Friday, January 15, 2010

 

Pushing out the boundaries

Today, for the first time since the fall, a visit to a pub. Or to be more precise, visits to two pubs, although, in the words of the immortal Svejk, I cannot claim to have had more than two drinks in any of them. Added to that, a visit to town, more precisely to Epsom library. Where I find that they are selling off maybe four carrels full of books. Around half of them looked to be fiction and around half of them looked to be travel books, the sort of thing published by Lonely Planet, Blue Guides and so on & so forth. Slightly irritated by this last. There must have been between £500 and £1,000 worth of travel books there, nearly new, being more or less given away. Now that might be a small fraction of the daily running costs of the place, and I imagine that disposal in this way, in barrows outside the shop as it were, is the best way to do it. At least there is a chance that some of them will find good homes. But one does wonder about their acquisitions policy. How many of these books had been taken out and how many times? Presumably the librarian could easily find out in this age of computers.

Although perhaps not today. The self service stations were down and the librarians had to do it themselves on their computers. It seems that they even had to do it by hand one day during the past week. Even signs up saying that their usually reliable Internet service was a touch off-colour. All this made me think that doing it by hand must have been a bit of a palaver, copying out lots of long book numbers and a slightly smaller number of long person numbers. Plenty of room for transcription errors. But then we come to the senior moment. It must have taken me a good thirty seconds to take my mind back to what used to happen in the olden days. When you used to hand over two or three cardboard tickets into which the librarians popped the ticket of the books that you were taking out. Good reliable system which lasted, I should imagine, more than 100 years. But my random access memory clearly not what it used to be; not lasted anything like so long.

The library was also the locale for another couple of firsts. Passing through a motorised revolving door and climbing on and off an escalator, stick wise. A slightly intimidating experience. I am clearly headed to be the third string spokesman for those with impaired mobility at TB, standing in for the first string who is wheelchair bound and the second string who sports the double sticks, as occasion arises. I must try not to sport the enthusiasm of the newly converted.

Worn out by all this, reduced to emptying the waste transfer facility (vide supra) outside the kitchen window by bucket. Decided that moving a dustbin half full with dirty water and scraps, 50 yards slightly uphill, was going to be too much of a challenge. Full buckets were quite bad enough, especially when Franklin thought he would join in. The up side was that, it still being fairly cold, the week old kitchen waste did not smell of much. But I dare say our small four footed friends know better.

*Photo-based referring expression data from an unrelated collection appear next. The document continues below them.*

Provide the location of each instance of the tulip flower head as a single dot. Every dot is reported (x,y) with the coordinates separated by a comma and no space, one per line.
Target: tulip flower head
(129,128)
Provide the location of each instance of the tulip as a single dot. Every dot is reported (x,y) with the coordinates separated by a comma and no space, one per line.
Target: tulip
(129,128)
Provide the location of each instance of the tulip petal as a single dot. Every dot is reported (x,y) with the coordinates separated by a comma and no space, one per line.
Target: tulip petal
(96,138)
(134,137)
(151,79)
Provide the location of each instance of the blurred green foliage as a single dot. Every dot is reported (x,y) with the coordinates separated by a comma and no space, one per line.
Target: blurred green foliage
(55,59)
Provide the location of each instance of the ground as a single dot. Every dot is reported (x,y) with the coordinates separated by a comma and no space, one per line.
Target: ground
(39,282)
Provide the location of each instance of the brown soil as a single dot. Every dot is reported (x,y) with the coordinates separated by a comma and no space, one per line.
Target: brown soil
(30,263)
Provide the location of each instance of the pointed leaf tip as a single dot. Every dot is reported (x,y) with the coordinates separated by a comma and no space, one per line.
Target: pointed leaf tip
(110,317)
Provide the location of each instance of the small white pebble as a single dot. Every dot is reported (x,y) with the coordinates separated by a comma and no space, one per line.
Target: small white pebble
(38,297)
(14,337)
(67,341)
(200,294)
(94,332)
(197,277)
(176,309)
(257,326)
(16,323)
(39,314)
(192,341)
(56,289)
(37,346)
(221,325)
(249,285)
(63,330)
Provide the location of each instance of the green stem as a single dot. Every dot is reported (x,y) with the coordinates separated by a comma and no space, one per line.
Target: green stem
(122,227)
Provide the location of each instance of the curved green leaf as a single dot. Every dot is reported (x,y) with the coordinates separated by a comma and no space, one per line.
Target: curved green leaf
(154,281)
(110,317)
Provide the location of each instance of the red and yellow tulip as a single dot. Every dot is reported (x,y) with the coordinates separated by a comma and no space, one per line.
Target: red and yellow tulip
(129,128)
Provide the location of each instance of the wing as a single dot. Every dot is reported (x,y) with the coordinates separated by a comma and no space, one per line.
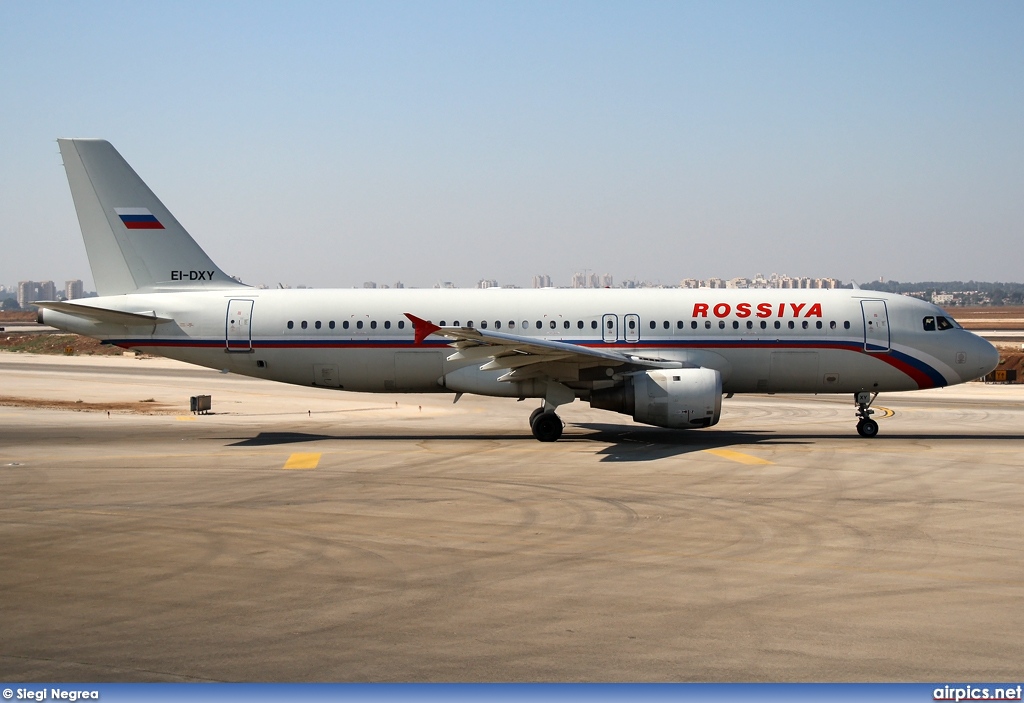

And while we are thinking of acquisitions policy, I noticed a shock horror piece in today's DT about a centenarian who was evicted from her home by an uncaring council despite the intervention of the great and the good in the matter. Now the home in question is a care home run, I think, by said council, but which has reached its sell by date. Too many bedrooms do not have en-suite facilities and the kitchens are short on microwaves. No facilities for customers to have pets or overnight guests. Or whatever. Why the thing is past its sell by date is not the point. The point is, how does one run such a thing down in a graceful way? Do you stop taking in new patients and run the thing until the last patient snuffs it? Do you run it, more or less at full throttle, until one fine day you move all the customers to a new home and knock down the old one? Hiring some expensive management consultant to design a process for some slightly less expensive project manager to execute. Something between the two extremes? Given that the first option is not giving very good value for money (something that the DT is not very clued up on when it comes to spending the taxpayers money, despite the amount of ink it spends on the subject), one of the customers is going to have to be the last to leave.